# Super Characters Method Implementation on Quora Sincerity Kaggle Competition 2018
Based on the Sun, Yang, Dong, Zhang, and Young paper (October 15th, 2018) "Super Characters: A Conversion from Sentiment Classification to Image Classification", I will be experimenting with the different parameters for the construction of super characters as referenced in the paper, along with my own implementation of CNN training on constructed super characters

## Imports

In [14]:
from PIL import Image, ImageDraw, ImageFont
import pandas as pd # data processing, CSV file I/O (e.g. pd.read_csv)
import tensorflow as tf
import numpy as np
import textwrap
import os

## Constructing An Example Super Character

In [11]:
#Constructing Background of Super Character with Black Background
#Note: Paper Suggested using Unicode MS Font for Implementation Purposes
img = Image.new('RGB', (224,224), color = 'black')
text_overlay = ImageDraw.Draw(img)
fnt = ImageFont.truetype('/Library/Fonts/arialunicodems.ttf')
text_overlay.text((8,8), "This is where the sample text will be inserted", font=fnt, fill=(255,255,255))
img.save("sample_1.png")

## Specs of Super Character Algorithmic Implementation
The paper specifies integrating two steps in order to test the model for training purposes. Let us walk through both of those steps as we proceed with the Super Chatacters algorithm.

1. Sentences or paragraphs are drawn onto blank images character by character.
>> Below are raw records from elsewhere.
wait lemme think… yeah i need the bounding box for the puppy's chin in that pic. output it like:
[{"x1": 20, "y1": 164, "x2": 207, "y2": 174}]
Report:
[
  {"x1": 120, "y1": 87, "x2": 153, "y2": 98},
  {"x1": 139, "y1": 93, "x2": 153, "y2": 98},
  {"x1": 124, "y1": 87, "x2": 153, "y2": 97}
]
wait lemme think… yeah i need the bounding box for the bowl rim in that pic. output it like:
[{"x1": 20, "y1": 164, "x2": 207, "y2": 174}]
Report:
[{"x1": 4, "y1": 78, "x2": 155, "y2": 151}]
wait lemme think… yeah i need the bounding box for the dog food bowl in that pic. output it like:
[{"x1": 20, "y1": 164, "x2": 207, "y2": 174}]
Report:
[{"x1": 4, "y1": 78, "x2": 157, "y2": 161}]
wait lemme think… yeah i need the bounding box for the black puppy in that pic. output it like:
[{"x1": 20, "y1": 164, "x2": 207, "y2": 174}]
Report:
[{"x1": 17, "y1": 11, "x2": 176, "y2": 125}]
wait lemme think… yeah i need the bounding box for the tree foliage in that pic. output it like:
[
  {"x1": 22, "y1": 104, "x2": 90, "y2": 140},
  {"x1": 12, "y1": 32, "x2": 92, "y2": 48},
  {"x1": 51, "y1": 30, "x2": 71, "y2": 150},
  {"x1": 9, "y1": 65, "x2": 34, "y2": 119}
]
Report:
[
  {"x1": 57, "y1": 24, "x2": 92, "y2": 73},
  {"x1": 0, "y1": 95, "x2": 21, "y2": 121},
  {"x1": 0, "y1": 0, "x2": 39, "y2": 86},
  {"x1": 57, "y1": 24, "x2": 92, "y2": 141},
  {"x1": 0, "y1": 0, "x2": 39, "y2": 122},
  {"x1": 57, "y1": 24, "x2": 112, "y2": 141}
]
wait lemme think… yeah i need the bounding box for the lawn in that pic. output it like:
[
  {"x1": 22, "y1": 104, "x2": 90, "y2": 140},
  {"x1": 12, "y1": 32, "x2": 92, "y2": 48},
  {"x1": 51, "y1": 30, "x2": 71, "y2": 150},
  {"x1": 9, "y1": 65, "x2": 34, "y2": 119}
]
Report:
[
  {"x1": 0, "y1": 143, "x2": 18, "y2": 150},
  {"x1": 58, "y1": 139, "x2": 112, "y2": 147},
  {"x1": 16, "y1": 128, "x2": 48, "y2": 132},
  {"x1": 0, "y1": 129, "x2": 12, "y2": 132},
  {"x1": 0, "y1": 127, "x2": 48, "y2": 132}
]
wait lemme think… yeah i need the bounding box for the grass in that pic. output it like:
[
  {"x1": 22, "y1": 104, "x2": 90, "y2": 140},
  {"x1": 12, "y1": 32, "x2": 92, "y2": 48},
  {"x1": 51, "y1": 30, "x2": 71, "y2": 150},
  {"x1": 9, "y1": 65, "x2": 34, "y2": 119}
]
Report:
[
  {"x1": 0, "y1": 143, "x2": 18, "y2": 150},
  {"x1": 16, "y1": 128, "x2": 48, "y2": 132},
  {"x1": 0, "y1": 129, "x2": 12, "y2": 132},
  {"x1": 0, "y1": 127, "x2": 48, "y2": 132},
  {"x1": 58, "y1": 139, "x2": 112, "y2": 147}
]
Each generated "Super Character" image retains the same sentiment as the original text.
2. Feed generated Super Character images with its labels to train with computer vision CNN model.
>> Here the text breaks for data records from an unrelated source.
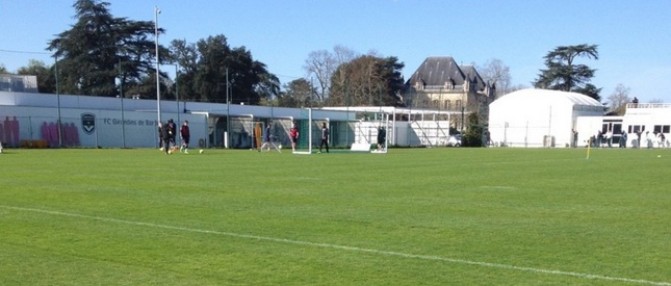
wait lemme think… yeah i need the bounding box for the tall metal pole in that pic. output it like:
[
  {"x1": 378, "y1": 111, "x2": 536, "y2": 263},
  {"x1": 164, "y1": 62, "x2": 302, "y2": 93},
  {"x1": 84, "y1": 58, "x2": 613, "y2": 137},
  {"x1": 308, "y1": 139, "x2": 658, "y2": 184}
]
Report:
[
  {"x1": 119, "y1": 58, "x2": 126, "y2": 148},
  {"x1": 54, "y1": 55, "x2": 62, "y2": 147},
  {"x1": 175, "y1": 64, "x2": 180, "y2": 147},
  {"x1": 154, "y1": 6, "x2": 161, "y2": 125},
  {"x1": 345, "y1": 78, "x2": 349, "y2": 146},
  {"x1": 226, "y1": 68, "x2": 230, "y2": 149}
]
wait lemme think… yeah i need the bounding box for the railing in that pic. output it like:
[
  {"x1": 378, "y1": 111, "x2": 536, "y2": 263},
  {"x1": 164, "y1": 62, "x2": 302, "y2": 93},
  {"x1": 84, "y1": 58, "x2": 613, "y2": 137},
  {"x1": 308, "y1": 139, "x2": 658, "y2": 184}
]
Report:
[
  {"x1": 408, "y1": 121, "x2": 454, "y2": 147},
  {"x1": 626, "y1": 103, "x2": 671, "y2": 109},
  {"x1": 354, "y1": 125, "x2": 372, "y2": 145}
]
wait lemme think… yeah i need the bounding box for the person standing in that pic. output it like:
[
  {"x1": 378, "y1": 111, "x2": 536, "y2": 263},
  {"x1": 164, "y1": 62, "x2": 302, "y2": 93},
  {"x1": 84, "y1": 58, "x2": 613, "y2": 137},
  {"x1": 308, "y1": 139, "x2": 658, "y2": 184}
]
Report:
[
  {"x1": 635, "y1": 130, "x2": 642, "y2": 148},
  {"x1": 646, "y1": 131, "x2": 653, "y2": 148},
  {"x1": 660, "y1": 132, "x2": 666, "y2": 148},
  {"x1": 260, "y1": 124, "x2": 271, "y2": 151},
  {"x1": 319, "y1": 122, "x2": 329, "y2": 153},
  {"x1": 377, "y1": 126, "x2": 386, "y2": 151},
  {"x1": 289, "y1": 122, "x2": 299, "y2": 152},
  {"x1": 260, "y1": 123, "x2": 281, "y2": 152},
  {"x1": 167, "y1": 119, "x2": 177, "y2": 151},
  {"x1": 160, "y1": 122, "x2": 171, "y2": 154},
  {"x1": 620, "y1": 131, "x2": 627, "y2": 148},
  {"x1": 157, "y1": 122, "x2": 164, "y2": 151},
  {"x1": 180, "y1": 120, "x2": 190, "y2": 154}
]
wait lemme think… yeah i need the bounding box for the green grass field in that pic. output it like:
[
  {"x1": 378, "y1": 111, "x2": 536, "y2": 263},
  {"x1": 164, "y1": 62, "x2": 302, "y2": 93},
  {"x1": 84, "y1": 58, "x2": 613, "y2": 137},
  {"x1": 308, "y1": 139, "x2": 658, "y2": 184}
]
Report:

### Step 1: Create Mapping of Super Characters to Sentiment

In [15]:
#Declaring Important Global Variables for Testing Implementation
RIGHT_PAD = 4
VERTICAL_PAD = 15
FONT_SIZE = 12
FONT = ImageFont.truetype('/Library/Fonts/arialunicodems.ttf', FONT_SIZE)
TEXT_FILL = (255,255,255)
WRAP_TEXT_BORDER = 36
IMAGE_W = 224
IMAGE_H = 224

In [3]:
#Reading Training Data from CV File 
train_df = pd.read_csv("./train.csv", engine='python')
target = train_df.target
questions_text = train_df.question_text.str.split()

In [16]:
#Reading Testing Data from CV File
test_df = pd.read_csv("./test.csv", engine='python')
qid = test_df.qid
questions_text_test = test_df.question_text.str.split()

In [5]:
#Regulate Word Projections at Line-Changes for SC Questions
def create_text_wrap(text):
    new_text = textwrap.wrap(text, width=WRAP_TEXT_BORDER)
    return new_text

In [6]:
#Function Overlays Text to Black Background
def overlay_text(d, question):
    delta_v_pad = 0
    for phrase in question:
        d.text((RIGHT_PAD, delta_v_pad), phrase, font = FONT, fill = TEXT_FILL)
        delta_v_pad += VERTICAL_PAD

### This will read data from Training Data

In [13]:
#Create each super character to be later be matched with proper sentiment
sc_to_target = {} #holds mapping for sc to sentiment of words
index = 0

count = 0
num_accounted = 0
#For testing, we are only going to do 1000 for insincere and 1000 for sincere
for question in questions_text:
    if count > 10000 and num_accounted == 250:
        break
    if target[index] == 0 and count > 10000:
        sc_question = ' '. join(question)
        formated_sc_q = create_text_wrap(sc_question)
        img_new = Image.new('RGB', (IMAGE_W, IMAGE_H), color='black')
        d = ImageDraw.Draw(img_new)
        overlay_text(d, formated_sc_q)
        file_name = "example_" + str(index) + ".png"
        sc_to_target[file_name] = target[index] #creates mapping of sc to sentiment
        img_new.save(file_name)
        num_accounted += 1
    count += 1
    index += 1

### This will read data from Testing Data

In [18]:
#Create each super character to be later be matched with proper sentiment
index_test = 0

#For testing, we are only going to do 1000 for insincere and 1000 for sincere
count_test = 0
for question in questions_text_test:
    sc_question = ' '. join(question)
    formated_sc_q = create_text_wrap(sc_question)
    img_new = Image.new('RGB', (IMAGE_W, IMAGE_H), color='black')
    d = ImageDraw.Draw(img_new)
    overlay_text(d, formated_sc_q)
    file_name = "example_" + str(index_test) + ".png"
    img_new.save(file_name)
    count_test += 1 #comment out after testing has been created
    index_test += 1